Toshiyuki Inoue received the B.S., M.S. and Ph.D. degrees in Electrical Electronic and Information Engi-neering from Osaka University, Osaka, Japan in 2010, 2012 and 2015, respectively. He joined the Department of Electronic Systems Engineering, the University of Shiga Prefecture, in 2017, and has been an Assistant Professor since 2017. His research interests include RF circuits for wireless communication, wireless sensor networks, radio-over-fiber technique and optoelectronics. Dr. Inoue is a member of the IEEE, the Institute of Electronics, Information and Communication Engineers (IEICE) of Japan, and the Japan Society of Applied Physics (JSAP). He received the Paper Award in 2013 from IEICE.

##### Akira Tsuchiya

Akira Tsuchiya received the B.E., M.E. and Ph.D. degrees in Communi-cations and Computer Engineering from Kyoto University, Kyoto, Japan, in 2001, 2003, and 2005, respectively. Since 2005, he has been an Assistant Professor in the Department of Communications and Computer Engineering, Graduate School of Informatics, Kyoto university. Since 2017, he has been an Associate Professor in the Department of Electronic Systems Engineering, the University of Shiga Prefecture, Shiga, Japan. His research interest includes modeling and design of on-chip passive components of high-frequency CMOS, and high-speed analog circuit design. He is a member of the IEEE, IEICE and IPSJ.

##### Keiji Kishine

Keiji Kishine received the B.S., and M.S. degrees in engineering science from Kyoto University, Kyoto, Japan, and Ph.D. degree in informatics from Kyoto University, Kyoto, Japan, in 1990, 1992, and 2006, respectively. In 1992, he joined the Electrical Communication Laboratories, Nippon Telegraph and Telephone Corporation (NTT), Tokyo, Japan. He has been engaged in research and design of high-speed, low-power circuits for Gb/s LSIs using Si-bipolar transistors, with application to optical communication systems in NTT System Electronics Laboratories, Kanagawa, Japan. From 1997, he has been worked on research and development of over Gb/s Clock and Data Recovery IC at Network Service Innovation Laboratory in NTT Network Innovation Laboratories, Kanagawa, Japan. He worked at Ubiquitous Interface Laboratory in NTT Microsystems Integration Laboratories, Kanagawa, Japan.

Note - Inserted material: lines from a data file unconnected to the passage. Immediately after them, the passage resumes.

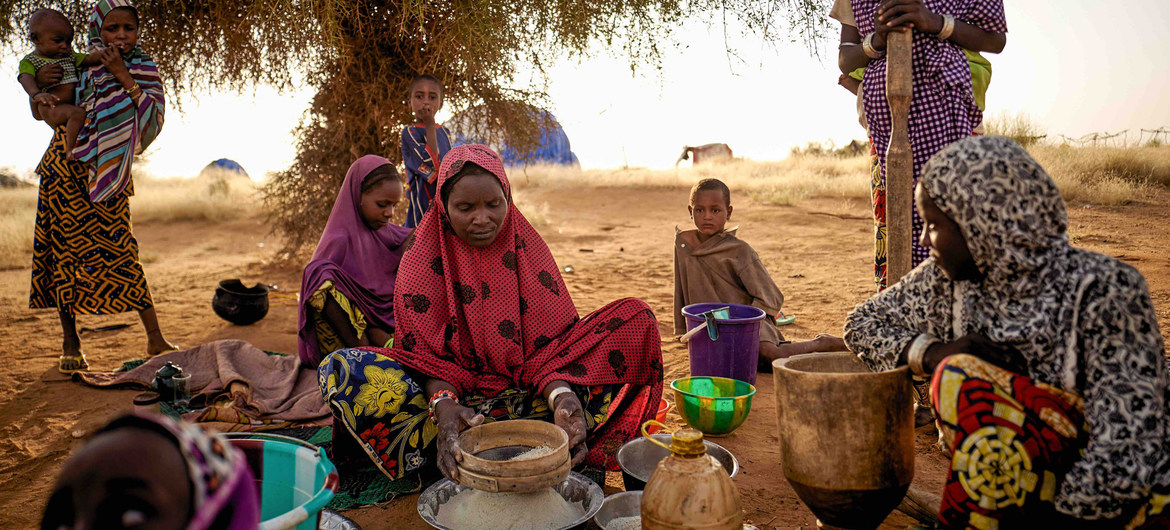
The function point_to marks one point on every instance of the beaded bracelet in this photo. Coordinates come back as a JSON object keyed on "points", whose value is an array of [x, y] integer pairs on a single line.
{"points": [[948, 27], [434, 400]]}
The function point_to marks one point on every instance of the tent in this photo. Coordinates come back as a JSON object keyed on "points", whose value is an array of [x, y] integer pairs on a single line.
{"points": [[553, 149], [225, 165]]}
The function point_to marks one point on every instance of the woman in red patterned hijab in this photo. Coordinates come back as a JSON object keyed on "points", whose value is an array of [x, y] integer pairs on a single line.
{"points": [[487, 331]]}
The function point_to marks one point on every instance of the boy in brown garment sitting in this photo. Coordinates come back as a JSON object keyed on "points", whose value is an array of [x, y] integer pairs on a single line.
{"points": [[713, 266]]}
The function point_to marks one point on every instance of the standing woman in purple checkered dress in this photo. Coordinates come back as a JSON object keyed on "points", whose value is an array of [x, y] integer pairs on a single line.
{"points": [[943, 109], [84, 252]]}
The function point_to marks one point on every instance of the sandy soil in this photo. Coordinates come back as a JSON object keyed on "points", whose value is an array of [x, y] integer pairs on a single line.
{"points": [[818, 253]]}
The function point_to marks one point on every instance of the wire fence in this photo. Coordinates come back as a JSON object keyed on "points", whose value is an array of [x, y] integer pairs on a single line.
{"points": [[1123, 138]]}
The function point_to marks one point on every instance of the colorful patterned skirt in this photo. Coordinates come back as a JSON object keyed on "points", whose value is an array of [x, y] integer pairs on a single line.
{"points": [[1012, 440], [84, 254], [380, 410], [878, 194]]}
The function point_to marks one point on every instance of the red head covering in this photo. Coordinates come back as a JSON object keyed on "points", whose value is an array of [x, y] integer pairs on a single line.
{"points": [[487, 319]]}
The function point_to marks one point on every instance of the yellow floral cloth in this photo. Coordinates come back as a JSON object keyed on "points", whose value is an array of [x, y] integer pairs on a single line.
{"points": [[380, 405]]}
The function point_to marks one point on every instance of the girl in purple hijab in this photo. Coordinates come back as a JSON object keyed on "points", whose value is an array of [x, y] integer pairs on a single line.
{"points": [[348, 288]]}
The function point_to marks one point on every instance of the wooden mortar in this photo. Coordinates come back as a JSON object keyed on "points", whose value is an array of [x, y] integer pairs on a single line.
{"points": [[513, 475], [846, 436]]}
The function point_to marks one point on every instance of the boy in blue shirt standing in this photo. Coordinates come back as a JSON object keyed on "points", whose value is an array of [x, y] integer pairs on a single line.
{"points": [[424, 145]]}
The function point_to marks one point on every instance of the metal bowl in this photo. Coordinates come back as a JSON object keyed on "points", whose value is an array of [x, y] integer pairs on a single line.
{"points": [[577, 488], [624, 504], [238, 304], [638, 458]]}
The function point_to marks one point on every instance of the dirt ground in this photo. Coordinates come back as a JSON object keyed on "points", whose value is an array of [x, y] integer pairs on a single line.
{"points": [[818, 253]]}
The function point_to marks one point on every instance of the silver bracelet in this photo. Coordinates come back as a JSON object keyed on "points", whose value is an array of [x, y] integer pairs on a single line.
{"points": [[917, 352], [556, 393], [948, 28], [867, 46]]}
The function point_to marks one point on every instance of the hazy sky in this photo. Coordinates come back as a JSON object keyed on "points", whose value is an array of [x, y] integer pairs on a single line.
{"points": [[1074, 66]]}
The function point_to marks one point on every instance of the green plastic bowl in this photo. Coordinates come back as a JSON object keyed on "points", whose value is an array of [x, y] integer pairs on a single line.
{"points": [[714, 405]]}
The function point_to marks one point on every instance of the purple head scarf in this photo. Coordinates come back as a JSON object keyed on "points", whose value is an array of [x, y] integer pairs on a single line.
{"points": [[220, 479], [360, 262]]}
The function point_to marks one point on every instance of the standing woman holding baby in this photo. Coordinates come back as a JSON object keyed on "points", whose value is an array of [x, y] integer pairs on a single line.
{"points": [[84, 253]]}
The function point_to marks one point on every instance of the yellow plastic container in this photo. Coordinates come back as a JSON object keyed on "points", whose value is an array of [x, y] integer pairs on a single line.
{"points": [[689, 489]]}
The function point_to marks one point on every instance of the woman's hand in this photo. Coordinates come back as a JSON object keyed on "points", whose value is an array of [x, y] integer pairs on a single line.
{"points": [[907, 14], [453, 419], [999, 355], [47, 98], [52, 74], [569, 414], [114, 63]]}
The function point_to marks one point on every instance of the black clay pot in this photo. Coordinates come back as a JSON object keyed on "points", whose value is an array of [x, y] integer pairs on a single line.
{"points": [[238, 304]]}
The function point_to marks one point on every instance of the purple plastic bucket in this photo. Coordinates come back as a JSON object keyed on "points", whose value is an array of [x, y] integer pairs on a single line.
{"points": [[736, 352]]}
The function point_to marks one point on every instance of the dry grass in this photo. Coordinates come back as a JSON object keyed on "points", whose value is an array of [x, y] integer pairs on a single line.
{"points": [[1103, 176], [1108, 176], [156, 200], [778, 183]]}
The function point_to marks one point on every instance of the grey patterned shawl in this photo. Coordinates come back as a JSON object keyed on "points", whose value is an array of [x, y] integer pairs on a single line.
{"points": [[1082, 321]]}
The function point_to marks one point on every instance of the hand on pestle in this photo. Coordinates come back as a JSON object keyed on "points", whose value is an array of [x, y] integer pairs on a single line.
{"points": [[453, 419], [569, 414]]}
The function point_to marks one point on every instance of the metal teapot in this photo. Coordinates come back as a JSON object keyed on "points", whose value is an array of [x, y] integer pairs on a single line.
{"points": [[164, 380]]}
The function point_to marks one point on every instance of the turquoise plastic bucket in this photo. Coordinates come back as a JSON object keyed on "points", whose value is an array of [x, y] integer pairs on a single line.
{"points": [[294, 477]]}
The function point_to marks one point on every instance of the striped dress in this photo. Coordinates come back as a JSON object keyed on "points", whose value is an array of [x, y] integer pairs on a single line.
{"points": [[117, 126], [84, 253]]}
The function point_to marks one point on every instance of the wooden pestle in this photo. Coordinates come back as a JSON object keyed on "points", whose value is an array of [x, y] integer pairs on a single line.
{"points": [[899, 158]]}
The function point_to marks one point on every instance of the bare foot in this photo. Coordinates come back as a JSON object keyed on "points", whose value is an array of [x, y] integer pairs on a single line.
{"points": [[158, 344], [71, 358], [70, 346]]}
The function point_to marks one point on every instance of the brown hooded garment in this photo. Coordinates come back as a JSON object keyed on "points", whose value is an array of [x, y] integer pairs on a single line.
{"points": [[723, 269]]}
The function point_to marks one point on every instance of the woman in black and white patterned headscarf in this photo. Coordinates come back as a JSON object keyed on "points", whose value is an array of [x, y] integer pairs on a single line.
{"points": [[1050, 374]]}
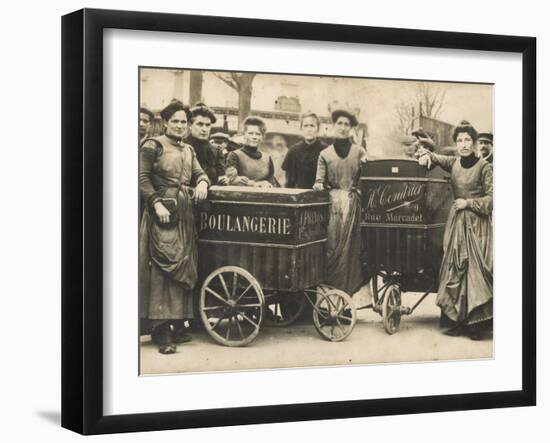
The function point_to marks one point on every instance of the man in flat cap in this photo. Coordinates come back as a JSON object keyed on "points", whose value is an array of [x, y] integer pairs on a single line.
{"points": [[146, 118], [209, 157], [485, 146]]}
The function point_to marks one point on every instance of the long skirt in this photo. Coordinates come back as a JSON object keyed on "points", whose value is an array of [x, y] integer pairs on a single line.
{"points": [[465, 292], [344, 241], [168, 265]]}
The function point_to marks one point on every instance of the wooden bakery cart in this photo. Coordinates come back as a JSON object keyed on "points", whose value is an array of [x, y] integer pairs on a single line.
{"points": [[262, 257], [404, 212]]}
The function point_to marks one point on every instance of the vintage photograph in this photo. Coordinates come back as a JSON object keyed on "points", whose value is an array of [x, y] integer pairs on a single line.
{"points": [[294, 221]]}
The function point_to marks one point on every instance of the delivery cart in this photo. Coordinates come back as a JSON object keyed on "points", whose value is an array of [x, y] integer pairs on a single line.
{"points": [[262, 258], [404, 212]]}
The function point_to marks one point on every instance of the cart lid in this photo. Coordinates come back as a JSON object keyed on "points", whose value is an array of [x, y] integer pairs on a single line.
{"points": [[267, 195]]}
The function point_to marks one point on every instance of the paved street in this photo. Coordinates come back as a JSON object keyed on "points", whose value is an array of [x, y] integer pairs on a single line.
{"points": [[419, 339]]}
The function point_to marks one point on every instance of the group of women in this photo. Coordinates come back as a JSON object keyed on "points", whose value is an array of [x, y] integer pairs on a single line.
{"points": [[172, 180]]}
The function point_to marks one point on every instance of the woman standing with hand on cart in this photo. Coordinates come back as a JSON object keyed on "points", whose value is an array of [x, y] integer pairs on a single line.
{"points": [[338, 170], [167, 239], [465, 293]]}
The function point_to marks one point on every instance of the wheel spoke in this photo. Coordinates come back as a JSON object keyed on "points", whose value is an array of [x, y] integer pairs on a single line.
{"points": [[215, 294], [218, 322], [239, 327], [212, 308], [224, 285], [248, 320], [234, 288], [250, 305], [228, 332], [242, 293]]}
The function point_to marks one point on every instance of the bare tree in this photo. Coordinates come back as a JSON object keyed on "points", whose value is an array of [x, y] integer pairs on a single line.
{"points": [[428, 101], [242, 83], [431, 99], [195, 87]]}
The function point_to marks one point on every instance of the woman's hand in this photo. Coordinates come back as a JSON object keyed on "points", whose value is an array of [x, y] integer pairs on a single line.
{"points": [[201, 191], [162, 213], [223, 180], [264, 184], [460, 204], [424, 157], [240, 181], [231, 173], [318, 187]]}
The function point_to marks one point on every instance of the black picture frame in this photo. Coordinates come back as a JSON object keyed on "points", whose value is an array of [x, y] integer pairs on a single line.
{"points": [[82, 218]]}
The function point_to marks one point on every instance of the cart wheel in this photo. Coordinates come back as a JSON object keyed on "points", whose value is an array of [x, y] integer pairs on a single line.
{"points": [[231, 306], [334, 314], [283, 308], [391, 309]]}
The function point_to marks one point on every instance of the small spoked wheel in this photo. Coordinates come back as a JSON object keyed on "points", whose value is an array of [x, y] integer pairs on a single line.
{"points": [[391, 309], [283, 308], [334, 314], [232, 306]]}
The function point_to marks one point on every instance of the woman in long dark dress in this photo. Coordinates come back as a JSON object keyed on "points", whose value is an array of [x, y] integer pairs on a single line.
{"points": [[465, 293], [168, 248], [338, 170]]}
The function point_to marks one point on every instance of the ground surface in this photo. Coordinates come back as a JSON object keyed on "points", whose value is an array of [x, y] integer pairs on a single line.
{"points": [[419, 339]]}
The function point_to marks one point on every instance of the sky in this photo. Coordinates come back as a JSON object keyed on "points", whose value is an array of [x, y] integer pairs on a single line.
{"points": [[376, 99]]}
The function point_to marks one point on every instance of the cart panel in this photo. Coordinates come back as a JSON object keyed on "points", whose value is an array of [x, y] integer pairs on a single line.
{"points": [[285, 269], [404, 212], [278, 235]]}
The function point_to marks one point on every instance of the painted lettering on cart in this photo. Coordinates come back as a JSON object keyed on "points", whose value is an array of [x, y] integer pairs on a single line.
{"points": [[394, 203], [245, 223]]}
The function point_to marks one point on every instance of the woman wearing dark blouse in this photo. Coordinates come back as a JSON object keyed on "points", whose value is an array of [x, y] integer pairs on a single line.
{"points": [[300, 163], [167, 240], [248, 166], [338, 170], [465, 293]]}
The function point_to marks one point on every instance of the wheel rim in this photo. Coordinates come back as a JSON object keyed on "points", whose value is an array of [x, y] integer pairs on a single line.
{"points": [[334, 314], [283, 308], [231, 306], [391, 310]]}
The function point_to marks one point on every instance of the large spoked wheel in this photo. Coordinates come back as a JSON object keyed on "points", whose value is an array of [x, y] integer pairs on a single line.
{"points": [[334, 314], [232, 306], [283, 308], [391, 309]]}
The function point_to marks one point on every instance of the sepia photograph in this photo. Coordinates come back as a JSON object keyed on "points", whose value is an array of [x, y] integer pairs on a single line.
{"points": [[296, 221]]}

Since 2008, he had been an Associate Professor, and now he is a Professor with the school of engineering, the University of Shiga prefecture, Shiga, Japan. Dr. Kishine is a member of the IEEE Solid-State Circuits Society (SSCS) and Circuits and Systems (CAS), the Institute of Electronics, Information and Communication Engineers (IEICE) of Japan, the Institute of Electrical Engineers (IEE) of Japan.